Who were The Order of Owls and what does this organisation have to do with freemasonry ?

The founders who started the Order of Owls gathered frequently to support and help one another.

After discussing the beliefs and methods of other fraternal organisations, this group, which comprised; John W. Talbot, Joseph E. Talbot, George D. Beroth, J. Lott Losey, John J. Johnson, John D. Burke, William Weaver, and Frank Dunbar, decided to found their own.

They gave the group the owl’s name, and on November 20, 1904, in South Bend, Indiana, they formally organised it after months of planning with the aid of constitutional attorneys.

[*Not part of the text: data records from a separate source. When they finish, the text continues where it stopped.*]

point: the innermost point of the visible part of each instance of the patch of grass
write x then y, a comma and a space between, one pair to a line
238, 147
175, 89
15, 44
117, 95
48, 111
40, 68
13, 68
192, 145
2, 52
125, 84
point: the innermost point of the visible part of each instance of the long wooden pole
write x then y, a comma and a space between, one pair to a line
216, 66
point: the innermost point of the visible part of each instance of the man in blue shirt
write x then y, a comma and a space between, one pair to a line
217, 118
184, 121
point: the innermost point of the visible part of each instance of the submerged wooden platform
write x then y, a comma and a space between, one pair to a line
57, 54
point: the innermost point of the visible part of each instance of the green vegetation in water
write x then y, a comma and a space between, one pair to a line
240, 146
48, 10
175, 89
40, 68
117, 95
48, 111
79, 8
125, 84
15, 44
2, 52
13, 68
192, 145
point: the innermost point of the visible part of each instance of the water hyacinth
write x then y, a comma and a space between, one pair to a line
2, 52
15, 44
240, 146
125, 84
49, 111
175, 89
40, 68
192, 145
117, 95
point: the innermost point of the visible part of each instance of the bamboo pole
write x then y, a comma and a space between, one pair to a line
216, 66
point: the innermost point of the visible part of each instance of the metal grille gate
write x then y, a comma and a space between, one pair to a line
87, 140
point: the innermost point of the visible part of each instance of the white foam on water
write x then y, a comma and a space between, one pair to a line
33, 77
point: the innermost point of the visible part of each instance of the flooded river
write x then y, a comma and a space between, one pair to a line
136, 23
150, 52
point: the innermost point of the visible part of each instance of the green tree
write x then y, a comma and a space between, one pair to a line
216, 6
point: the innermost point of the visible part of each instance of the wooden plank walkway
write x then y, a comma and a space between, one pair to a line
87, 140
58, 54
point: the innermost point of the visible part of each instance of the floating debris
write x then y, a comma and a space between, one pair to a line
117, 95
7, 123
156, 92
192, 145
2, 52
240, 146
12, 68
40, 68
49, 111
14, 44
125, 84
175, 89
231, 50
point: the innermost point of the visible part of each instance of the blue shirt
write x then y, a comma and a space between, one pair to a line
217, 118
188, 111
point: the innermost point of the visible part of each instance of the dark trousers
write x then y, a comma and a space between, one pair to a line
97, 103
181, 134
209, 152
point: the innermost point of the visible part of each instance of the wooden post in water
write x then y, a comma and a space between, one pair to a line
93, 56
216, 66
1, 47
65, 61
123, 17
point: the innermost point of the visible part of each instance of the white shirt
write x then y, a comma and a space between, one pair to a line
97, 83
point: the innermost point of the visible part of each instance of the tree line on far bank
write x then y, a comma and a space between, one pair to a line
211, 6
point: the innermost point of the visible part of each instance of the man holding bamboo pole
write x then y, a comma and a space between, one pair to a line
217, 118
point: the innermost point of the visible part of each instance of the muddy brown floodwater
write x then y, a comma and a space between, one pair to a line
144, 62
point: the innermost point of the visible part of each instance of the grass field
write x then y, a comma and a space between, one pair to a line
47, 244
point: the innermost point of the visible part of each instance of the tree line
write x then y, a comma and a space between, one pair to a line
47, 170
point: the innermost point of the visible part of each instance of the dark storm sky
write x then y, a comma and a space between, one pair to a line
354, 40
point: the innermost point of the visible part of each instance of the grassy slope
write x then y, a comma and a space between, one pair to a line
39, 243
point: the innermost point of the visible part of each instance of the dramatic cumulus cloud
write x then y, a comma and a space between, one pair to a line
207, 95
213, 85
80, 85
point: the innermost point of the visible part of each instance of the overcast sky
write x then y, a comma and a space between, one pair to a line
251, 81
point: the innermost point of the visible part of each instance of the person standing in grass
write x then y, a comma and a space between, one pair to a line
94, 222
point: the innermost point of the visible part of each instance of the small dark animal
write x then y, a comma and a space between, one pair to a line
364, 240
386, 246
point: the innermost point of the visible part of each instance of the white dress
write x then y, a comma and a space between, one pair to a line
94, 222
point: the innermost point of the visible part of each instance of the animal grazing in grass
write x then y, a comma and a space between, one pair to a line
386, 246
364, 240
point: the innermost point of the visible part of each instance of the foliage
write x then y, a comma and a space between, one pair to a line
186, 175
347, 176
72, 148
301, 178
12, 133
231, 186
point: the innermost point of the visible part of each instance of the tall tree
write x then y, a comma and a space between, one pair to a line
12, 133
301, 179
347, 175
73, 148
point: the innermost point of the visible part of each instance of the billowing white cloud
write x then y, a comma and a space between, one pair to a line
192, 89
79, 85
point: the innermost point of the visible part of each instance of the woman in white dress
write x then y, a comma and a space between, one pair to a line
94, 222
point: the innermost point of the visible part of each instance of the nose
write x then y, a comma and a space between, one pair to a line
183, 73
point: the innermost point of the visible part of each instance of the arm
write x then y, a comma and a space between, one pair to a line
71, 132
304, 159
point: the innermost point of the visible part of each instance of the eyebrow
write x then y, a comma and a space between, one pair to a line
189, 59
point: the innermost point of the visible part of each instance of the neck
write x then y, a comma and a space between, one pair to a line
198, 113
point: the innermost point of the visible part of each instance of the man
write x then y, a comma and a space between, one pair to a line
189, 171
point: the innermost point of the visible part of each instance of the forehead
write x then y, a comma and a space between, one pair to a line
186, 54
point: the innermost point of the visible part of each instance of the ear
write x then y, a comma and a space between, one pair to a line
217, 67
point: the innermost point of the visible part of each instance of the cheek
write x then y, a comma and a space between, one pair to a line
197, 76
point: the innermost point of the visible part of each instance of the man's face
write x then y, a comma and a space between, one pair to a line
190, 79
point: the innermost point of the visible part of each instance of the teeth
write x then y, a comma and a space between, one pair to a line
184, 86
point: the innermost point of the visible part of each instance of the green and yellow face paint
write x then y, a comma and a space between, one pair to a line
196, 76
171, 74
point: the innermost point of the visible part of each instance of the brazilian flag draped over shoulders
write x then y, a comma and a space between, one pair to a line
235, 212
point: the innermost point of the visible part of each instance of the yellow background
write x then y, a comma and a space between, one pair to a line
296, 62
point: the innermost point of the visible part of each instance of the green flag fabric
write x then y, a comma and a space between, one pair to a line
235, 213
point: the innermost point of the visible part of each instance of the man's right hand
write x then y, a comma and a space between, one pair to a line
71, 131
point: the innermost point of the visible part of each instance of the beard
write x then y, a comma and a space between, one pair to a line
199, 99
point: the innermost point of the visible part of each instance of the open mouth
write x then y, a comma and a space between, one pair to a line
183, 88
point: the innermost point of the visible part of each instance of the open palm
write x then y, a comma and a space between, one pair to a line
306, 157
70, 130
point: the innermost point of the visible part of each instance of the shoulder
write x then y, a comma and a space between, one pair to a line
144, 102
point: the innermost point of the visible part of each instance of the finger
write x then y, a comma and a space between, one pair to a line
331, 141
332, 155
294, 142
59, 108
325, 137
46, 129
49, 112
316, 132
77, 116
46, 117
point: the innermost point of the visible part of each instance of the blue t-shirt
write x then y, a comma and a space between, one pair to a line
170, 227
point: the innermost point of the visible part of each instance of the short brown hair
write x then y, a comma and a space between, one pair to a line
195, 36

Local groups known as “Nests” within the Order of Owls are commanded by officers such a “Invocator” who also serves as chaplain.

The Supreme President is in charge of the central government, often known as the “Home Nest” or “Supreme Nest.”

Early in the 20th century, the Order’s “Supreme Offices,” as they were known, were in South Bend, Indiana, but by the 1930s, they had relocated to Hartford, Connecticut.

Men of any creed were once eligible to join the Order of Owls. However, membership was only open to white men until at least 1979.

With over 300,000 members in the US and other nations like Canada, Mexico, Cuba, Puerto Rico, Australia, and South Africa in 1911, the Order had a sizable membership at its height.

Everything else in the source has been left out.